Sunday, June 28, 2015

Local summer youth projects benefit from National Park Service increased funding

Kendra from Dollar Bay paints a window for the Carnegie Museum in Houghton. Her work is a summer youth project supported by Keweenaw National Historical Park. (Photo courtesy Keweenaw National Historical Park)

WASHINGTON -- From trail repairs to new wayside interpretive panels, road and bridge repairs and restoring the most photographed barn in America, the National Park Service announced $26 million for more than 100 initiatives that will help parks prepare for centennial visitors.

The National Park Service received a $10 million Congressional appropriation that was matched with $15.9 million from more than 90 partner organizations. The 106 projects, located at more than 100 parks in 31 states and the District of Columbia, are designed to improve visitor services, support outreach to new audiences, and leverage partnerships to reinvigorate national parks while forging connections with communities.

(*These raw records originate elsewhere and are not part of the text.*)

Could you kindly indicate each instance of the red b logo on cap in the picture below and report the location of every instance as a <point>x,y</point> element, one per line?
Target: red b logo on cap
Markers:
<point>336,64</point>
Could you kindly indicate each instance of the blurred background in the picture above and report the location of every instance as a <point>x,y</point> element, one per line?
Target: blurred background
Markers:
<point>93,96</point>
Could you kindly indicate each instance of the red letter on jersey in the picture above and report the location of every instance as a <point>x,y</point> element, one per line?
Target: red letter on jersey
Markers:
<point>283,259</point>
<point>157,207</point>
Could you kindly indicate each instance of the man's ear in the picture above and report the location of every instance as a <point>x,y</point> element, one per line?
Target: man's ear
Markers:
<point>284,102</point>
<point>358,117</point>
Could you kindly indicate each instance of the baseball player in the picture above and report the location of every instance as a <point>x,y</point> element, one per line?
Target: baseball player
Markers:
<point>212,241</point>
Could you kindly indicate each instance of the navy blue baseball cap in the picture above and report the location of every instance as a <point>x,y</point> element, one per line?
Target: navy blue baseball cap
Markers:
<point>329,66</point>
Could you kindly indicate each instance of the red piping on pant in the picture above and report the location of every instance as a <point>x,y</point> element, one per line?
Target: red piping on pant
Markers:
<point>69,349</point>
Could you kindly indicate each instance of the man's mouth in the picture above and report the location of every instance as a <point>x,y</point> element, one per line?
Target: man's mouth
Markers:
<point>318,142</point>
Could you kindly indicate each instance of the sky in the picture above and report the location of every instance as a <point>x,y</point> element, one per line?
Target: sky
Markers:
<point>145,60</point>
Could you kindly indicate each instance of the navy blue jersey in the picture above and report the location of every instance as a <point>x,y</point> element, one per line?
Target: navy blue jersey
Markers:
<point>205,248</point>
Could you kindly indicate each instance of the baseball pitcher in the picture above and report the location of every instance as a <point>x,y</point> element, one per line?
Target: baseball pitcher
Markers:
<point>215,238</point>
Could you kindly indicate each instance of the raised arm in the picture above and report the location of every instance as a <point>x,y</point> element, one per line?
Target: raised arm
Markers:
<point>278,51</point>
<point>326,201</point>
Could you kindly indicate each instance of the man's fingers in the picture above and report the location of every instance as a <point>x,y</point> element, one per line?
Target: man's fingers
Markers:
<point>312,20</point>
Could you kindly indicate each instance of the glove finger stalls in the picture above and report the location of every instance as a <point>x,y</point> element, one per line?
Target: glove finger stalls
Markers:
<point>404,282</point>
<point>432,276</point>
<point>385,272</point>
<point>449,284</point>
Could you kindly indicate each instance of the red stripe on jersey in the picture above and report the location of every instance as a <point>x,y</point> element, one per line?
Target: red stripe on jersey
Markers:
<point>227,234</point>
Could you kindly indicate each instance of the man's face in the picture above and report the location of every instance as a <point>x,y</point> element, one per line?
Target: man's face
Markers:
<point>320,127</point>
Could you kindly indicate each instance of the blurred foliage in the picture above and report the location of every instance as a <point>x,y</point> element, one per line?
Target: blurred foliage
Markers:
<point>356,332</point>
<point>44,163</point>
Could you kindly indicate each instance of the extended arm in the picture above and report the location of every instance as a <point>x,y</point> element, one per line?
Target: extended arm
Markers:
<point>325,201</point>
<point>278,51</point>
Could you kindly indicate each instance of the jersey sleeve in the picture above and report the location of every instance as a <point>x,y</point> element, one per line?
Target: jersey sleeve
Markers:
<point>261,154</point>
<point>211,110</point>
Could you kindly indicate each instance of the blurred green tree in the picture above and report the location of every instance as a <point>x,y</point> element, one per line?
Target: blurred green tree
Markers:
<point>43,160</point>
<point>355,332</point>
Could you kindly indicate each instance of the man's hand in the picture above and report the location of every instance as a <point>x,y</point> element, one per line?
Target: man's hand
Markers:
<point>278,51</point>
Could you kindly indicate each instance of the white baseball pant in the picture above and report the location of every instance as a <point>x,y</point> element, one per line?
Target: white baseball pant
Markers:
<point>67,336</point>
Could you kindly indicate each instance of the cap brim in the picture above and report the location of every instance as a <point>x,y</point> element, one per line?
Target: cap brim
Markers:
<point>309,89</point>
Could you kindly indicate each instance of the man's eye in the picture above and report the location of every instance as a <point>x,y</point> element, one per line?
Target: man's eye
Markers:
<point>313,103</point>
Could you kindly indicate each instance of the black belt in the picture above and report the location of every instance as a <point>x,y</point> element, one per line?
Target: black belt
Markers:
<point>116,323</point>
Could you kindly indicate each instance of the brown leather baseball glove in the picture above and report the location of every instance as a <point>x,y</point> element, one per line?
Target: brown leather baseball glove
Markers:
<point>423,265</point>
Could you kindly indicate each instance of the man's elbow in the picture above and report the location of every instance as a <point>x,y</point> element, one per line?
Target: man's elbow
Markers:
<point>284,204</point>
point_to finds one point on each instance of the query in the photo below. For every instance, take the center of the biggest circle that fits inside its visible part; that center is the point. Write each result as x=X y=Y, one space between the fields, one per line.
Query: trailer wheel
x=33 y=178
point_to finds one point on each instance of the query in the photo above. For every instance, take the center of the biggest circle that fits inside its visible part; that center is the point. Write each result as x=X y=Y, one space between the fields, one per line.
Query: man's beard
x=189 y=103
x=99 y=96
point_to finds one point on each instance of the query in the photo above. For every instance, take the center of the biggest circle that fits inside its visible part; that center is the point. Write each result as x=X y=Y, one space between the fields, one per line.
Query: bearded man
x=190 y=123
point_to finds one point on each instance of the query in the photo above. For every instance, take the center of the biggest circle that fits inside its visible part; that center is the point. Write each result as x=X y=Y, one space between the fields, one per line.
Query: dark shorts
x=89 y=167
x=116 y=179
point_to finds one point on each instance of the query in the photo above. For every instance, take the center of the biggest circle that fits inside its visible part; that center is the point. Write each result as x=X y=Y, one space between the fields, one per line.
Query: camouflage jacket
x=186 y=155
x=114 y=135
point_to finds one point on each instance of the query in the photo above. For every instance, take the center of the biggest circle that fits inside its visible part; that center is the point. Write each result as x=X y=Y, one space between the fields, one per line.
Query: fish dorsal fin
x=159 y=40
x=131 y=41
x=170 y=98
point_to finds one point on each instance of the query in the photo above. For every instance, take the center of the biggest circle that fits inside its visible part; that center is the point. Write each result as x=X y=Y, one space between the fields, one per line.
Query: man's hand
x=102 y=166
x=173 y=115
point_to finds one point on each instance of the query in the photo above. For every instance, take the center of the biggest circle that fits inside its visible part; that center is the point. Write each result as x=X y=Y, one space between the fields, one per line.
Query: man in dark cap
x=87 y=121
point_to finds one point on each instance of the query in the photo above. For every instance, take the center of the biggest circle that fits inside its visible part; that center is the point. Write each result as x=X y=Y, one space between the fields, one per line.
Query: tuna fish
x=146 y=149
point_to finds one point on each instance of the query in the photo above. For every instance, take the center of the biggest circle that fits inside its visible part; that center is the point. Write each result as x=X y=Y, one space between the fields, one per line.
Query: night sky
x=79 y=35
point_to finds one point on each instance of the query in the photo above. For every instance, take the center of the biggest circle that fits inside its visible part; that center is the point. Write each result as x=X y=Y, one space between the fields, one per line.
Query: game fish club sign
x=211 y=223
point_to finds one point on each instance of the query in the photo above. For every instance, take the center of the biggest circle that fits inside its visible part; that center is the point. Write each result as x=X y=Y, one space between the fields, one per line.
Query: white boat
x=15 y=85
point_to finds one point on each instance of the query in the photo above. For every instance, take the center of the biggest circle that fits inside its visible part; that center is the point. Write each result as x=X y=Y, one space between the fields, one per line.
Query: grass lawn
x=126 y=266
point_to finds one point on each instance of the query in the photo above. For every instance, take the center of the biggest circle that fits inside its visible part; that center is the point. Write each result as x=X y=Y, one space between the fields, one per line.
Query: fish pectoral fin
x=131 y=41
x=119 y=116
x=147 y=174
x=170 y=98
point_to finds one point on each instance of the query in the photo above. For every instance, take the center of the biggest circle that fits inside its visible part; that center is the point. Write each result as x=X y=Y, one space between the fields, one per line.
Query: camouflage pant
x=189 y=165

"As the National Park Service approaches its Centennial in 2016, the National Park Foundation and local park friends groups have pledged to raise private funds to improve the facilities, accessibility, and programs of our national parks, matching the federal appropriation and resulting in a $26 million investment in the parks," said National Park Service Director Jonathan B. Jarvis.

Keweenaw National Historical Park (Keweenaw NHP), with $20,000 of federal funds and $20,000 from the Keweenaw NHP Advisory Commission, National Parks of Lake Superior Foundation, and Isle Royale and Keweenaw Parks Association, will establish a Youth Stewardship Work Crew to Assist Heritage Sites and Partners.

"We are very grateful that some of our outstanding park partners have stepped in to help make this program a reality," said Keweenaw NHP Superintendent Mike Pflaum. 

Local youth will be employed during the summer to work on a variety of projects throughout the Keweenaw Peninsula while also learning about the area’s copper mining history. For this project, the Park is also partnering with SEEDS Youth Conservation Corps, a nonprofit organization dedicated to empowering youth to create change. Everyone involved is excited about this upcoming season and the chance to work with historic properties and engage with park visitors.

"We will be able to accomplish important work for the park and partner sites and provide meaningful employment for young people in our community," stated Superintendent Pflaum.